No video after wake from S3 due to Nvidia driver crash

Bug #1946303 reported by Boris Gjenero
160
This bug affects 30 people
Affects Status Importance Assigned to Milestone
nvidia-graphics-drivers-470 (Ubuntu)
Confirmed
Undecided
Unassigned
nvidia-graphics-drivers-510 (Ubuntu)
Confirmed
Undecided
Unassigned
nvidia-graphics-drivers-525 (Ubuntu)
Confirmed
Undecided
Unassigned

Bug Description

Since upgrading to Ubuntu 21.10, my computer sometimes fails to properly wake from suspend. It does start running again, but there is no video output. I'm attaching text for two crashes from kernel log output. First is:
/var/lib/dkms/nvidia/470.63.01/build/nvidia/nv.c:3967 nv_restore_user_channels+0xce/0xe0 [nvidia]
Second is:
/var/lib/dkms/nvidia/470.63.01/build/nvidia/nv.c:4162 nv_set_system_power_state+0x2c8/0x3d0 [nvidia]

Apparently I'm not the only one having this problem with 470 drivers.
https://forums.linuxmint.com/viewtopic.php?t=354445
https://forums.developer.nvidia.com/t/fixed-suspend-resume-issues-with-the-driver-version-470/187150

Driver 470 uses the new suspend mechanism via /usr/lib/systemd/system-sleep/nvidia. But I was using that mechanism with driver 460 in Ubuntu 21.04 and sleep was reliable then. Right now I'm going back to driver 460.

ProblemType: Bug
DistroRelease: Ubuntu 21.10
Package: nvidia-driver-470 470.63.01-0ubuntu4
ProcVersionSignature: Ubuntu 5.13.0-16.16-generic 5.13.13
Uname: Linux 5.13.0-16-generic x86_64
NonfreeKernelModules: nvidia_modeset nvidia
ApportVersion: 2.20.11-0ubuntu70
Architecture: amd64
CasperMD5CheckResult: unknown
CurrentDesktop: KDE
Date: Wed Oct 6 23:24:02 2021
SourcePackage: nvidia-graphics-drivers-470
UpgradeStatus: Upgraded to impish on 2021-10-02 (4 days ago)

Revision history for this message
Boris Gjenero (boris-gjenero) wrote :
Revision history for this message
Launchpad Janitor (janitor) wrote :

Status changed to 'Confirmed' because the bug affects multiple users.

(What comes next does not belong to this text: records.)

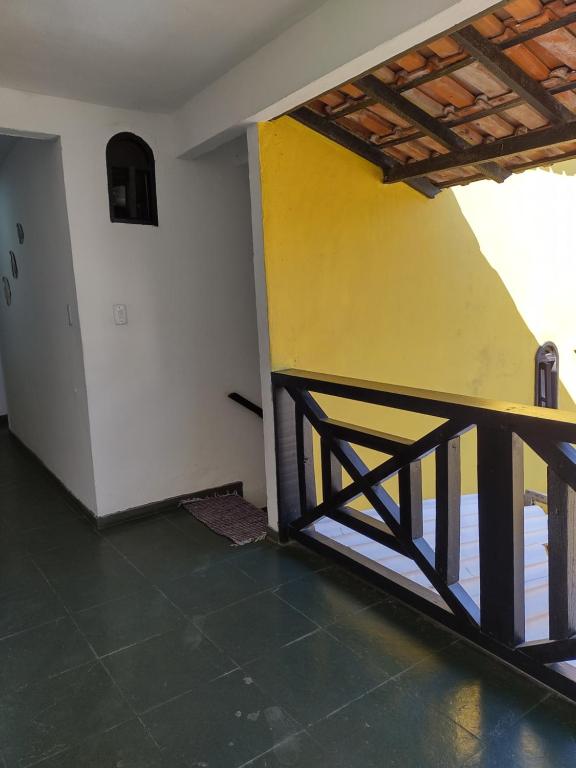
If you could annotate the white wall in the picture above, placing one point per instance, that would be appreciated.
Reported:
(3, 403)
(335, 43)
(161, 424)
(41, 353)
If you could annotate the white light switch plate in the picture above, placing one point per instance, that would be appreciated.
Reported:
(120, 314)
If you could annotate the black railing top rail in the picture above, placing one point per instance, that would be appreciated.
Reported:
(245, 403)
(473, 410)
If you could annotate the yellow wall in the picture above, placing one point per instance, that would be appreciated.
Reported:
(379, 283)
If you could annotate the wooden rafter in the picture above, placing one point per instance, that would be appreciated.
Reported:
(531, 34)
(494, 98)
(346, 139)
(504, 148)
(496, 62)
(436, 130)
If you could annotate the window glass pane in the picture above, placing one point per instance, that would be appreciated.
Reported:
(119, 192)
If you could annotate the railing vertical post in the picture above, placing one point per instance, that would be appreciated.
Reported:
(561, 557)
(286, 461)
(448, 492)
(410, 492)
(305, 459)
(501, 529)
(331, 471)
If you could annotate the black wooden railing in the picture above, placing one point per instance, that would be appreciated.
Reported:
(502, 429)
(245, 403)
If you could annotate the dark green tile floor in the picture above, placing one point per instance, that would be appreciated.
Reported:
(157, 645)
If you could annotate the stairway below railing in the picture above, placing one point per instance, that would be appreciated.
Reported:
(489, 608)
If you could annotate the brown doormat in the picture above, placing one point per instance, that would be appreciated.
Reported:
(230, 516)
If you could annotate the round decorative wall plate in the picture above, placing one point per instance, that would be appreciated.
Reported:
(14, 265)
(7, 291)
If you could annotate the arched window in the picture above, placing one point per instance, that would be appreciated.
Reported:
(547, 376)
(131, 180)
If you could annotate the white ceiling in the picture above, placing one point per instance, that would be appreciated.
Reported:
(6, 144)
(141, 54)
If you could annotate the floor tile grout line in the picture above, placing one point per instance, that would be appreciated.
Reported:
(98, 660)
(274, 747)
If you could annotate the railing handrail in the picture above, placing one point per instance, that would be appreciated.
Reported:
(248, 404)
(311, 446)
(429, 402)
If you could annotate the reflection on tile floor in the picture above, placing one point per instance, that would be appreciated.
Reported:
(155, 644)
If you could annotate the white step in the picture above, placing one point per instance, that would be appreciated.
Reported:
(536, 557)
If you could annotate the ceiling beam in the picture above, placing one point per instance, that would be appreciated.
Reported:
(341, 136)
(531, 34)
(505, 70)
(544, 137)
(431, 127)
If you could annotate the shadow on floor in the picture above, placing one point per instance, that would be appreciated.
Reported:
(157, 645)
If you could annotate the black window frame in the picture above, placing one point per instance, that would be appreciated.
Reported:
(113, 165)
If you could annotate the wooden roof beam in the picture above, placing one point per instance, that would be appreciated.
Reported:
(430, 126)
(341, 136)
(499, 65)
(535, 32)
(544, 137)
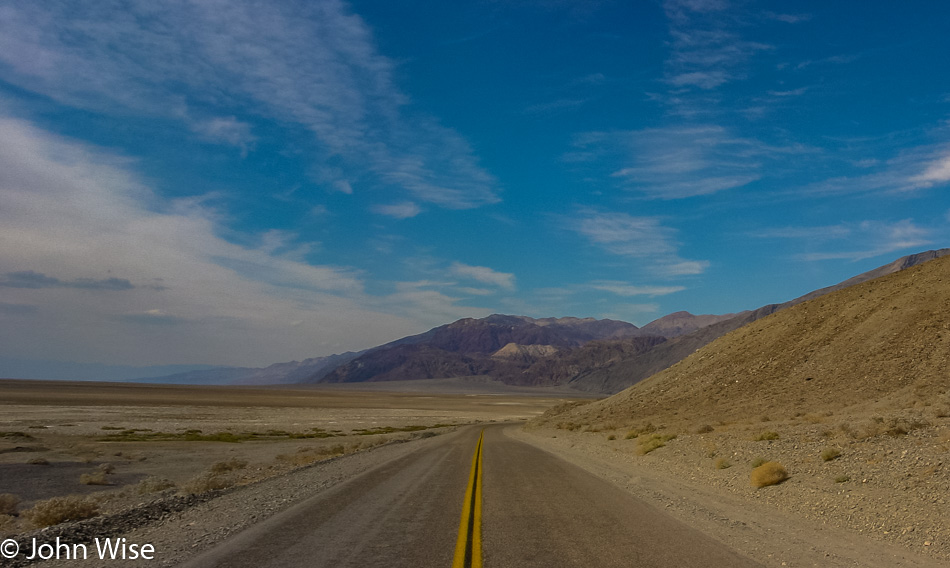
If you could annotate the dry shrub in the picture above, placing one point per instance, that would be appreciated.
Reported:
(829, 454)
(230, 465)
(61, 509)
(97, 478)
(153, 484)
(769, 473)
(653, 442)
(8, 503)
(206, 482)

Changed in nvidia-graphics-drivers-470 (Ubuntu):
status: New → Confirmed
Revision history for this message
Boris Gjenero (boris-gjenero) wrote :

I got upgraded back to 470 because new 460 transitional dummy packages were released, which caused the upgrade. I could have prevented that via apt-mark hold.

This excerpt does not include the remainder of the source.